It’s finally alright to play Christmas songs, so we’re celebrating #ForgottenFriday with a traditional Christmas treat!
The Princess Mary Gift Fund Box tin was issued to ‘every sailor afloat and every soldier on the front’ in World War One, as a present for Christmas 1914.
Princess Mary, the 17-year-old daughter of King George V and Queen Mary and the brainchild of the tin, had intended to pay for the Christmas gifts out of her own private allowance, but the practicalities of such a scheme meant that instead she put her name to a public fund which, with her backing, would raise all the money needed.
A sincere appeal to the public for funding from the Princess was sent out in a letter from Buckingham Palace:
“I want you now to help me to send a Christmas present from the whole of the nation to every sailor afloat and every soldier at the front.
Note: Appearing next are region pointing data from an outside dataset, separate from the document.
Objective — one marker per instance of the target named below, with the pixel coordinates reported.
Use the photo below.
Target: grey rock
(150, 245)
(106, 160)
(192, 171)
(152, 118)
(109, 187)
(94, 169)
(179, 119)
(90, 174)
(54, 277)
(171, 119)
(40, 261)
I am sure that we should all be happier to feel that we had helped to send our little token of love and sympathy on Christmas morning, something that would be useful and of permanent value, and the making of which may be the means of providing employment in trades adversely affected by the war. Could there be anything more likely to hearten them in their struggle than a present received straight from home on Christmas Day?
Please will you help me?
Mary.”
The fund proved to be very successful and in all £162,591 12s 5d was raised (approx. £17 million in today’s money), allowing the scheme to be widened to include all those men and women who were serving at home and abroad, to prisoners of war and the next of kin of 1914 casualties.
The Princess Mary Gift Fund box was an embossed brass tin, based on a design by Messrs Adshead and Ramsey. Recipients received various items – these included tobacco and cigarettes for smokers; acid tablets and writing cases for non-smokers; sugar candy and spices for Indian troops and chocolate for nurses at the Front in France. Everyone also received a photograph of Princess Mary and a greeting card.
As the war progressed, there were distribution problems and it became more difficult to obtain the brass to make the boxes as well as finding items to fill them. When the RMS Lusitania was sunk on her journey from the USA, supplies of 45 tons of brass strip was lost – brass strip that was intended to be used to make more boxes. As a result, boxes were still being sent to service men and women after the Armistice in 1918. In all, over 2.6 million boxes were made and distributed.
The fund was so successful that money was also transferred to the Queen Mary’s Maternity Home, which was founded by the Queen for the benefit of wives and children of service men.
A Princess Mary Gift Fund box was a prized possession of many men and women of World War One. Once empty, as the box was air-tight, it became a suitable holder for personal items such as papers, photographs and money as well as being used as a tobacco tin. A great many Gift Fund boxes were left intact, with none of the contents being used, and sent home to families.